Committee chairman Margaret Hodge said: ‘The Department of Health must get to grip with the very real risks to the social care market, if we are to avoid another Southern Cross.
‘No one, government or local authorities, really knows what is going on locally or whether one provider is becoming too dominant.
‘Effective oversight of the care market, including market share of large providers at the local and regional level, is essential to protect social care users and taxpayers.
‘Local authority budgets are shrinking and large-scale providers are racking up debt – Four Seasons Health Care, for instance, carries nearly £1billion of debt – yet the department is not monitoring their financial health.
‘It is deeply worrying that the department has not made clear what will happen when providers fail.
'This is crucial to protect frail and vulnerable users of care and to provide reassurance that the responsibilities of the failed providers will be transferred quickly and with minimum disruption to users.’
The MPs also looked at personal care budgets, which are supposed to give older people the power to decide which services they receive.
They found that people were not getting enough support in this area, with many confused about what the money can be spent on.
‘There are wide variations in the information provided by local authorities,’ Mrs Hodge said. ‘People should not be subject to a postcode lottery when deciding on their care.
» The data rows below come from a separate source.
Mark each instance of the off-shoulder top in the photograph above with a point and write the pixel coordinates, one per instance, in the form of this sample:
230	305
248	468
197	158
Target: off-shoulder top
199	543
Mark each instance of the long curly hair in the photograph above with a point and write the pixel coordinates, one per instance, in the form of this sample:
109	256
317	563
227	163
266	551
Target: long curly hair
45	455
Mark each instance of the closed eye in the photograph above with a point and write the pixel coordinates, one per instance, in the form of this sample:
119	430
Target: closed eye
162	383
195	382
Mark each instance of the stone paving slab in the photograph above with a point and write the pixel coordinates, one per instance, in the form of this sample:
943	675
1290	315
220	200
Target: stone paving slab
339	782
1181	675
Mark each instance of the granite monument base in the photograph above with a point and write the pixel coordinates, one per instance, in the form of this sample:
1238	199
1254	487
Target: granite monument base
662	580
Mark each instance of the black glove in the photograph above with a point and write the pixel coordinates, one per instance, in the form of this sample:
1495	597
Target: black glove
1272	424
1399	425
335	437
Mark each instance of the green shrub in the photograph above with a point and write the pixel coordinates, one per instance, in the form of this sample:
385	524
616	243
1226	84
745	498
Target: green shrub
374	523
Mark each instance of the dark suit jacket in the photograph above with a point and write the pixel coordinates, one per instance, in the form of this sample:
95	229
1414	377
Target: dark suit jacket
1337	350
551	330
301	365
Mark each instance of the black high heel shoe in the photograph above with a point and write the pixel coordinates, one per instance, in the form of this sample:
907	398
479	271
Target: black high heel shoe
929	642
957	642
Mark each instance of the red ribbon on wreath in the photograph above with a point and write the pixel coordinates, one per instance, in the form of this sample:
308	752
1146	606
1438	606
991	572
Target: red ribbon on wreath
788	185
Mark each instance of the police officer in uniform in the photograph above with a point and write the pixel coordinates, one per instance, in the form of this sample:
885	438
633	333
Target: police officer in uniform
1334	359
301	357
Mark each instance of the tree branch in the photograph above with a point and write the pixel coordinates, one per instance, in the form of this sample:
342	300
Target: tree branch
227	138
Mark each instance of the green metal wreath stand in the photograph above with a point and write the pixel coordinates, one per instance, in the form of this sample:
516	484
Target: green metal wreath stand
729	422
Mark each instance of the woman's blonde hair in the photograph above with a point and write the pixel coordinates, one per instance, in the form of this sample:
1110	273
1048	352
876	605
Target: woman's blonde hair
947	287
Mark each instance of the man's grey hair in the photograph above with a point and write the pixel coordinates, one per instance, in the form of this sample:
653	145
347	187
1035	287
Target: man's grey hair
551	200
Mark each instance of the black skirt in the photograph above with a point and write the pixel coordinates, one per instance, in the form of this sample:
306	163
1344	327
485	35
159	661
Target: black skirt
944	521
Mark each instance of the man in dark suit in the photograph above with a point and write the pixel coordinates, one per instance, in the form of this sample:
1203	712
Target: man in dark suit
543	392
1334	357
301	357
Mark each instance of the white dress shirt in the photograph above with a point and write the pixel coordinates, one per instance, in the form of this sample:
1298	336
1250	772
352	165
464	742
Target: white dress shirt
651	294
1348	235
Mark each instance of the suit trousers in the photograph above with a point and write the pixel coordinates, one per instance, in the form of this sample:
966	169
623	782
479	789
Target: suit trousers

This is important for taxpayers as well as users.’
Ministers announced yesterday that all homes formerly run by Southern Cross in England have been transferred to new operators.
Care services minister Paul Burstow said: ‘I would like to thank all of the organisations which have worked together with the Government to ensure that the transfer has been carried out with the minimal impact on residents and staff.
‘This has involved complex and difficult negotiations, but throughout we have made clear that continuity of care for residents was paramount.
‘Without this huge co-operative effort, the situation could have been very different for the 31,000 residents and 40,000 staff.
'No one has lost their place and everyone has continued to be looked after.’